Machine Speed Is Easy. Discernment Is Not.
It is a seductive story that has been circulating in marketing: AI can produce content faster than any team, so the advantage belongs to whoever deploys it first and hardest. That story is terrible and should stop being told, mainly because it is solving for the wrong "x". Speed is rarely, if ever, the constraint in great marketing. The hardest part isn't producing the asset but knowing what to say, to whom, in what order, and why it should feel true, sure can be. Interestingly, AI doesn't change that at all.
Can it generate unlimited content in seconds? Yes. This results in part in a temptation to equate volume with quality. But a thousand mediocre variations of the wrong insight are still the wrong insight. Meaning, while the output certainly scales, thinking doesn't.
Many organizations are already treating production as a substitute for thinking.
It's more effective to draw a clear line between AI as a production layer and your well-thought-out marketing strategy. Go ahead and unleash the AI to:
•draft
•test
•adapt assets across ads, emails, landing pages, decks, and social posts
and keep humans responsible for:
• positioning
• voice
• emotional resonance
• sequencing of ideas that builds trust over time
That combination will make your collateral feel coherent across channels rather than mechanically generated.

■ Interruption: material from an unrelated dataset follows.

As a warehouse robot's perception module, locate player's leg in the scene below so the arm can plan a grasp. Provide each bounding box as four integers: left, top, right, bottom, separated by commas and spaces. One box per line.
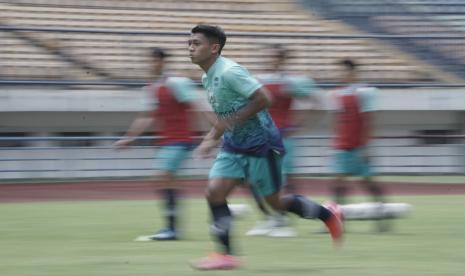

Not all marketing decisions carry the same weight, and AI's role should shift accordingly.
Obviously, AI can generate variations efficiently, but the marketer still has to identify the insight that feels immediate and specific rather than broad and forgettable. Your audience is actively evaluating whether to trust you. That makes human editing more important, not less, because anything that reads as if it were assembled rather than argued will fail precisely when a buyer is paying closest attention.
The standard moving forward should be better thinking, not faster output. Better thinking expressed with enough precision that the audience feels seen rather than targeted.
The margin for vagueness is zero, and right now, that's the rarest thing in the feed.